Questions concerning the regular rate of pay present some of the most vexing wage and hour problems to public agencies. In Flores v. City of San Gabriel, 824 F.3d 890 (9th Cir. 2016), the Ninth Circuit held that cash paid in lieu of receiving medical insurance benefits must be included in the regular rate. This has the effect of increasing the overtime rate, sometimes dramatically.
Flores has spawned the next wave of FLSA litigation against public agencies. Dozens of agencies have been sued based on having medial in lieu programs similar to the one in San Gabriel. Additional lawsuits have been filed based on other pay types such as “holiday in lieu” pay and “sick leave incentive” pay. Courts have grappled with the Department of Labor’s (DOL) existing regulations, referring to them as “muddled” and admitting that the issues present “close questions.”
The DOL has finally announced that it will propose new regulations concerning the regular rate.
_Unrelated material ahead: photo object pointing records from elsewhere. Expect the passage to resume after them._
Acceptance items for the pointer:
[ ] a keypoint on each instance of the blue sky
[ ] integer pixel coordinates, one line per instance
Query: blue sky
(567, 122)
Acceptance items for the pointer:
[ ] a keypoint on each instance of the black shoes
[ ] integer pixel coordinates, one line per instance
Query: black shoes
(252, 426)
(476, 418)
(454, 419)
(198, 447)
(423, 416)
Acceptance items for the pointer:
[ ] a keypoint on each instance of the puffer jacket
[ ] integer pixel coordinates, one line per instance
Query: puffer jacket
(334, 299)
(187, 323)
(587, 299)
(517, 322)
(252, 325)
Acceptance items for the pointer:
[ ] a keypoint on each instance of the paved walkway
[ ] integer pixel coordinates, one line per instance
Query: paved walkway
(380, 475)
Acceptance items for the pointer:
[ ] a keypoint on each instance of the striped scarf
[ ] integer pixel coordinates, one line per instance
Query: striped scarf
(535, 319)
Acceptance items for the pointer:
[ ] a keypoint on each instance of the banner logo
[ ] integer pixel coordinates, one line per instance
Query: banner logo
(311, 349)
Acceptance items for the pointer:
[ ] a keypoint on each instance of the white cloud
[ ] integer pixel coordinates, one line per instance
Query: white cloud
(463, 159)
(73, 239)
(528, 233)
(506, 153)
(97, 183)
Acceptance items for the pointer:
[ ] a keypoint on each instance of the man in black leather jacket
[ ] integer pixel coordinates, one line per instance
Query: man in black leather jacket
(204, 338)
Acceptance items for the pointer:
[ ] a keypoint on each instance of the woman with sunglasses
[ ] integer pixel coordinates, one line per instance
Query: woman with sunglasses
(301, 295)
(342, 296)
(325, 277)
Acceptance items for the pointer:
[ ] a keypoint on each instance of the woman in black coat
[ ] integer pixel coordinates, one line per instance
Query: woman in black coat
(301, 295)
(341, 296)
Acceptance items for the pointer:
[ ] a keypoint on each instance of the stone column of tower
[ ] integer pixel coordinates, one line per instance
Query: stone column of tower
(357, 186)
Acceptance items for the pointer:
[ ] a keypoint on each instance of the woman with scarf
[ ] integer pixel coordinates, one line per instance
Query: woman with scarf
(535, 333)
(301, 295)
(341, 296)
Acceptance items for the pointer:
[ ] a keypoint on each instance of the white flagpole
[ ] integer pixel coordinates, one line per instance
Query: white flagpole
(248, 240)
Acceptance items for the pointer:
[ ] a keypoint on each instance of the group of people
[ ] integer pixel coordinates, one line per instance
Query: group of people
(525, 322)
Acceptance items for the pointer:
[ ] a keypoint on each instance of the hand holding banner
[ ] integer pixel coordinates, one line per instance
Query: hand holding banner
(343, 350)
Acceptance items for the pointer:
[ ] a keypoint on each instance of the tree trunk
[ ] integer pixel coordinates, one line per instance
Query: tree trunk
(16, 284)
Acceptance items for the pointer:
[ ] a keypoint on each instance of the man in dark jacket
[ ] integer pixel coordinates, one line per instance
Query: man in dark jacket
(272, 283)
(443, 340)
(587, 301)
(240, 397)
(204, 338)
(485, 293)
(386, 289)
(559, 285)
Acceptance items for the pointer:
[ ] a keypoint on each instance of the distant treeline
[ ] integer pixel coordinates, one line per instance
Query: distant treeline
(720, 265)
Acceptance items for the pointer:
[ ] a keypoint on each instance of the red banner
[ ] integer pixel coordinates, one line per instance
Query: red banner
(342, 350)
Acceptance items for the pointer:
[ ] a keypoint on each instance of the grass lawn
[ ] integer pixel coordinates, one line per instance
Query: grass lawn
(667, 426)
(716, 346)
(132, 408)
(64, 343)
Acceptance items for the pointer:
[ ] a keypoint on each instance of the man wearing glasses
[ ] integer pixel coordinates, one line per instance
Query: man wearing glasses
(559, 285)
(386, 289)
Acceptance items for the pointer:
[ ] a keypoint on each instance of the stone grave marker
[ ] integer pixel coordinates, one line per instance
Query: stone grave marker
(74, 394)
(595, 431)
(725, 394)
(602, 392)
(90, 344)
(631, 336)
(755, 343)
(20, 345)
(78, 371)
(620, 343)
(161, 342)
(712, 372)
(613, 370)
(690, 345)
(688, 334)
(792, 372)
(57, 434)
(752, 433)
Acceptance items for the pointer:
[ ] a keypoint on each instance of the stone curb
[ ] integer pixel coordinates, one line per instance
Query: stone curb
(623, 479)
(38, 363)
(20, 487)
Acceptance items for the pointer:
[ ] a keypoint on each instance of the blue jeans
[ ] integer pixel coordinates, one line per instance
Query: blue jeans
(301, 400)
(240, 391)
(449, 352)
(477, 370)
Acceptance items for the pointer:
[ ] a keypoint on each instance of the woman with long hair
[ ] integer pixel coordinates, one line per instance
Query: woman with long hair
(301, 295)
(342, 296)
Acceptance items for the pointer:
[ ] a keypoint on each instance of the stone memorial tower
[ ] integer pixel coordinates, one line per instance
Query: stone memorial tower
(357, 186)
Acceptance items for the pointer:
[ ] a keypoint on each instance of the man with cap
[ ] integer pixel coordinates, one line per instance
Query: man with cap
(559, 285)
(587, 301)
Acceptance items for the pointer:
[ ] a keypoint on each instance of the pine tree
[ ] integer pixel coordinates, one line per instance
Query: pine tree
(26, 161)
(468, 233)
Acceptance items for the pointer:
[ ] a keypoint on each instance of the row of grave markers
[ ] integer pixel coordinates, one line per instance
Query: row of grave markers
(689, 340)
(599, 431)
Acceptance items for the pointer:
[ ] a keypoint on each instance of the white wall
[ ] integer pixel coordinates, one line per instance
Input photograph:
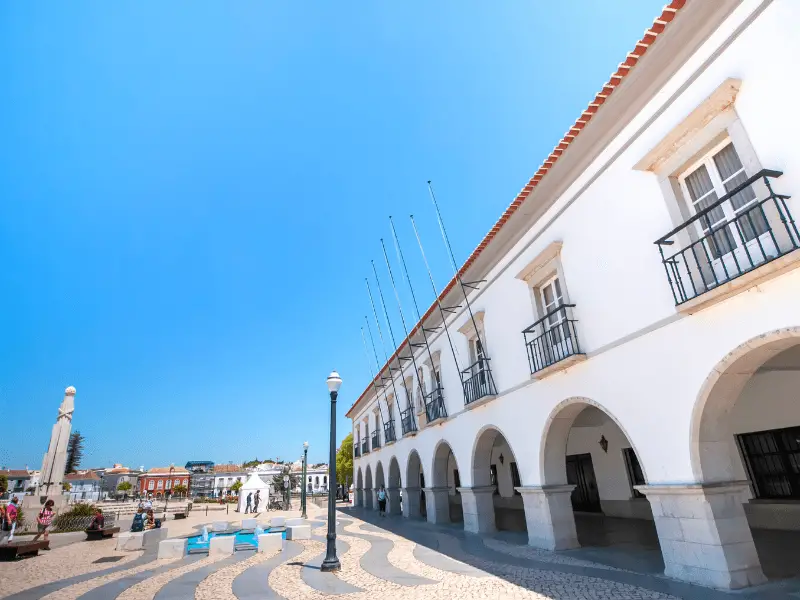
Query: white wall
(646, 363)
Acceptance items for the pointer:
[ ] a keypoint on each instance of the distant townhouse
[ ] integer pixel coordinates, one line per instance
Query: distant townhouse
(202, 478)
(83, 486)
(225, 476)
(159, 481)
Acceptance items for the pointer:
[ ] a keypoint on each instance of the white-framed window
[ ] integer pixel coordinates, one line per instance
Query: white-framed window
(709, 179)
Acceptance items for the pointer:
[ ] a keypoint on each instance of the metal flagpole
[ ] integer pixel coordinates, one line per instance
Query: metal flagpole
(383, 345)
(410, 404)
(463, 286)
(411, 344)
(443, 311)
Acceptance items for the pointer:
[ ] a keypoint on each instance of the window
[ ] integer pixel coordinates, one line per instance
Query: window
(515, 480)
(635, 475)
(772, 459)
(707, 181)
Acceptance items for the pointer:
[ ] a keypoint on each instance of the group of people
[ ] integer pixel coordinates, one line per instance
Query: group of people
(252, 502)
(9, 518)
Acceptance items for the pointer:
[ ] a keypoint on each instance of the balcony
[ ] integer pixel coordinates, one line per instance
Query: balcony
(725, 247)
(407, 422)
(388, 431)
(552, 342)
(434, 405)
(477, 381)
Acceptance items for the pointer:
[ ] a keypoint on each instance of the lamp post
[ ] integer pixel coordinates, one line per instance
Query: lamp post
(331, 562)
(304, 497)
(167, 490)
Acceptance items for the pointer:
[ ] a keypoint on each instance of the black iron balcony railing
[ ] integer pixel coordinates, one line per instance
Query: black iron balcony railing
(552, 338)
(477, 381)
(729, 238)
(407, 422)
(434, 405)
(388, 431)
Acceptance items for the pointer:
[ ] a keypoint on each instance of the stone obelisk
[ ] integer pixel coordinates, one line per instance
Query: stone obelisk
(55, 460)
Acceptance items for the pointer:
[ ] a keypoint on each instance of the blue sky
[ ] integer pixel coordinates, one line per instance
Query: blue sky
(192, 192)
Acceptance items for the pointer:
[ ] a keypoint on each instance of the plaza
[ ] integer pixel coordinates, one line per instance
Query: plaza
(387, 556)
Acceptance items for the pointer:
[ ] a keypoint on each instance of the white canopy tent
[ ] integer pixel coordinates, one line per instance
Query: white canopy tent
(254, 484)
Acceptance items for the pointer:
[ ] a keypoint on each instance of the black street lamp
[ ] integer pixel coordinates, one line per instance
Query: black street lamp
(304, 499)
(331, 562)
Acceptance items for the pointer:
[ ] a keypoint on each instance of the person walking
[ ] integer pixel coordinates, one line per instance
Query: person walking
(382, 502)
(11, 519)
(44, 521)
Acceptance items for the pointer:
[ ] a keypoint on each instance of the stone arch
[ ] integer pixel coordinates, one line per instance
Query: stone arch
(713, 452)
(368, 491)
(394, 473)
(380, 481)
(553, 450)
(481, 454)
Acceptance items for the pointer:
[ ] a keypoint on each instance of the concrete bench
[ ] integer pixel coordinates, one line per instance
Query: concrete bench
(270, 542)
(173, 548)
(93, 535)
(14, 550)
(298, 532)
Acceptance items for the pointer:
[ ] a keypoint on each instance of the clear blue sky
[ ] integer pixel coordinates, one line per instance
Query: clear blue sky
(192, 192)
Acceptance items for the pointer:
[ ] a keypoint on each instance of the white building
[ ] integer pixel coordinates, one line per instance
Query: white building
(657, 375)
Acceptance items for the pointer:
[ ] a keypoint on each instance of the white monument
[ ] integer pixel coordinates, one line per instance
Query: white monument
(55, 460)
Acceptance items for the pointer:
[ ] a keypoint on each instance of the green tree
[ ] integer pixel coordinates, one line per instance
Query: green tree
(74, 452)
(344, 461)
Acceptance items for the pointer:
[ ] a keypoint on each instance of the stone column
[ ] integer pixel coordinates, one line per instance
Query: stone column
(478, 505)
(393, 501)
(549, 516)
(704, 535)
(411, 502)
(437, 502)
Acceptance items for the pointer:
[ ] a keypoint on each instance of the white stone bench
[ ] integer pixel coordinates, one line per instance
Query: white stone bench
(174, 548)
(130, 540)
(221, 545)
(270, 542)
(298, 532)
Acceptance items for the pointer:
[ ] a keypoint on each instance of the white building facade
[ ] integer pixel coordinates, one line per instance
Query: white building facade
(633, 347)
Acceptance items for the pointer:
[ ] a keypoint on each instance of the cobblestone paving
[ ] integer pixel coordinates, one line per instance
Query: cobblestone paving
(470, 568)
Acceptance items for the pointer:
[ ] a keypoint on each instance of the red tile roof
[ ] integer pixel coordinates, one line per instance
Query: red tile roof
(624, 68)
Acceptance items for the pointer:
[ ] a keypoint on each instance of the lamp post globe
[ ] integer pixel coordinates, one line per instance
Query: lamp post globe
(331, 562)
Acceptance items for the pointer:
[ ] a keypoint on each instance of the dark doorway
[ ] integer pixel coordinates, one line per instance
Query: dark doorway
(580, 473)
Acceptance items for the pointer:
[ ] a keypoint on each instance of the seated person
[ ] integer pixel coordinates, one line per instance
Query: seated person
(98, 521)
(138, 521)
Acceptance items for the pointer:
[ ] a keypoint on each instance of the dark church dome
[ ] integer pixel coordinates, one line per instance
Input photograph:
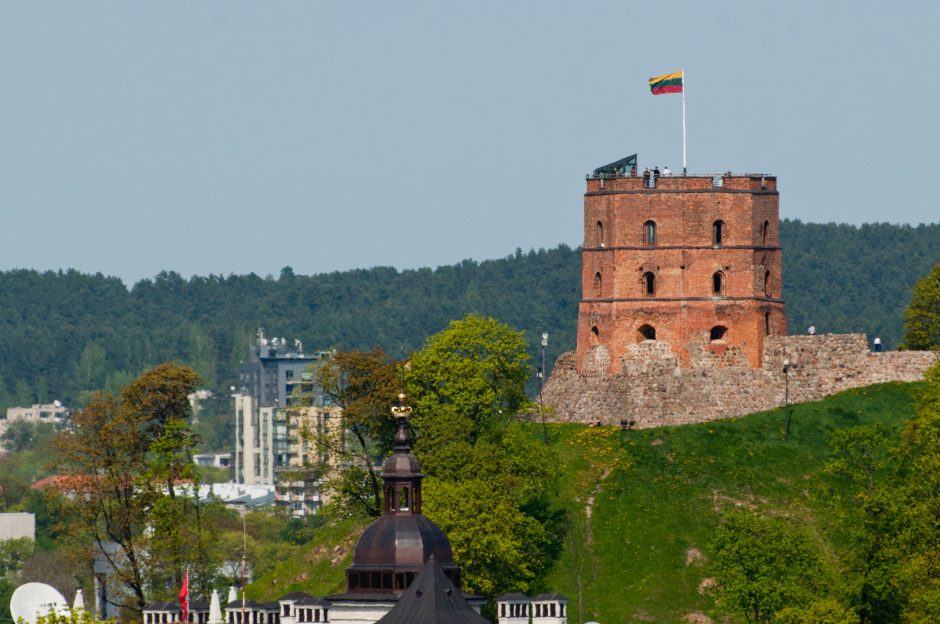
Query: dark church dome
(402, 541)
(394, 549)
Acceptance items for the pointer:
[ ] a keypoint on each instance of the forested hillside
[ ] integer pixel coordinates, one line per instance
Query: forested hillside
(63, 334)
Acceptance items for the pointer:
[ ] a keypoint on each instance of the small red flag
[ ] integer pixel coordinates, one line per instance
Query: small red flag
(184, 596)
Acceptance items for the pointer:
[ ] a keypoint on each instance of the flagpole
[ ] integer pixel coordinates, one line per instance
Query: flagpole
(684, 169)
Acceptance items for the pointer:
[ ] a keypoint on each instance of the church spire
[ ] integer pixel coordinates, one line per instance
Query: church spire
(402, 471)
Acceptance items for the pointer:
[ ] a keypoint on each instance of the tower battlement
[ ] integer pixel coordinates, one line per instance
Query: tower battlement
(684, 261)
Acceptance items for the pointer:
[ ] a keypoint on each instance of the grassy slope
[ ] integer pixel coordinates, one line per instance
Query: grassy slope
(317, 568)
(680, 480)
(664, 494)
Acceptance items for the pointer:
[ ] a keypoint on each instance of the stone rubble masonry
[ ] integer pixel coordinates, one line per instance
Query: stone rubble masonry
(652, 389)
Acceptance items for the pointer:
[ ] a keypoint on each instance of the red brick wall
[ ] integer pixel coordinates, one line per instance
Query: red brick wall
(684, 307)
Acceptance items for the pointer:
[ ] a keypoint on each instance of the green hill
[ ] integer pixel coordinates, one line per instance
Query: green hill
(66, 333)
(656, 497)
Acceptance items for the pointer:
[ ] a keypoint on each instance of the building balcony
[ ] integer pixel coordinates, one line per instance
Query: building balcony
(695, 182)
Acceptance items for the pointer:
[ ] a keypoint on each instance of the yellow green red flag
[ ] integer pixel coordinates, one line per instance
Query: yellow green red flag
(667, 83)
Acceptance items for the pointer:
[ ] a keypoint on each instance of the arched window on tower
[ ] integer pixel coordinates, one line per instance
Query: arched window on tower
(717, 333)
(718, 283)
(718, 232)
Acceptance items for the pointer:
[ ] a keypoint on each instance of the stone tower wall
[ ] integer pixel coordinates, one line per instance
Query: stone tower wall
(684, 258)
(652, 389)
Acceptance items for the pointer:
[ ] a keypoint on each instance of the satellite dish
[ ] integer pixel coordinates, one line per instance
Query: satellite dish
(32, 600)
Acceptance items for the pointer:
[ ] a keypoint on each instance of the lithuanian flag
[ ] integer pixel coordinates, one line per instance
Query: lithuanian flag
(667, 83)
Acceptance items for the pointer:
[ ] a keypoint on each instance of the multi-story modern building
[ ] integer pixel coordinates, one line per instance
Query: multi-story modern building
(276, 400)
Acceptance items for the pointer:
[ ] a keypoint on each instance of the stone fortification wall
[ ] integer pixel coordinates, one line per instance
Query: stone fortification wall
(654, 391)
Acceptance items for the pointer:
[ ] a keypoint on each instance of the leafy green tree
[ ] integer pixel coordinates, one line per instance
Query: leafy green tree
(825, 611)
(762, 565)
(477, 368)
(91, 368)
(915, 541)
(488, 479)
(862, 474)
(922, 318)
(496, 544)
(124, 459)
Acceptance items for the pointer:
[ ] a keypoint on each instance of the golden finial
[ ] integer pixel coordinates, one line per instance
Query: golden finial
(401, 410)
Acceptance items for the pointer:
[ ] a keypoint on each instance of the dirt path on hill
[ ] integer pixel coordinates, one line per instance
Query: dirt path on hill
(589, 505)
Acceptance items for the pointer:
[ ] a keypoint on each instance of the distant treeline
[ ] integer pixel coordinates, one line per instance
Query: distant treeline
(64, 334)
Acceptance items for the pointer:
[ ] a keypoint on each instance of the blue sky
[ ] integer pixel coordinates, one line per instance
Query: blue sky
(234, 137)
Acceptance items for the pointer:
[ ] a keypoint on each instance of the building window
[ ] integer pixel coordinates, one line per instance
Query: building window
(718, 232)
(718, 282)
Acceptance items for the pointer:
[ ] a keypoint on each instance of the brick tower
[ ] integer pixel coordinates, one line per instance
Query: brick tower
(692, 265)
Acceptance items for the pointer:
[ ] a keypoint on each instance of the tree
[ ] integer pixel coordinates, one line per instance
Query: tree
(863, 473)
(124, 460)
(922, 318)
(761, 566)
(476, 369)
(365, 385)
(488, 480)
(915, 539)
(825, 611)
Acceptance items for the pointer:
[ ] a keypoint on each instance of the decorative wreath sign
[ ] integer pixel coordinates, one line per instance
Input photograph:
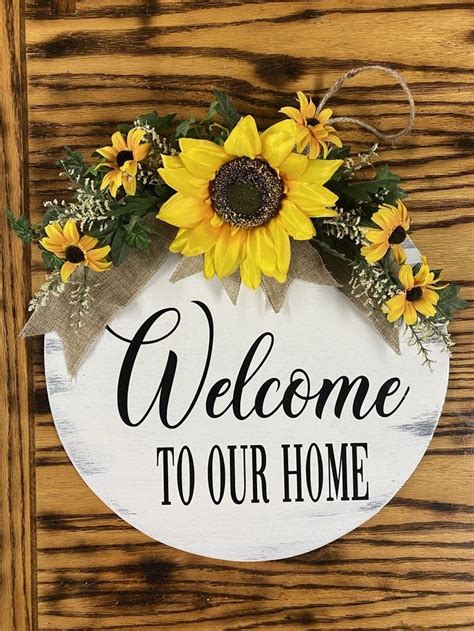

As stated by the DOL, “the Department will propose to amend 29 CFR part 778, to clarify, update, and define regular rate requirements under section 7(e)(2) of this Act.” The projected date of publication is September 2018. This will trigger a comment period, and then DOL will eventually issue final regulations.
The new regulations present an important opportunity for clarification and reform in this difficult area of law. All agencies should be watching for the proposed regulations, and preparing to offer responsive comments. RPLG is working to coordinate communication to DOL, to ensure our comments are focused and that DOL fully understands the unique regular rate problems faced by local public agencies.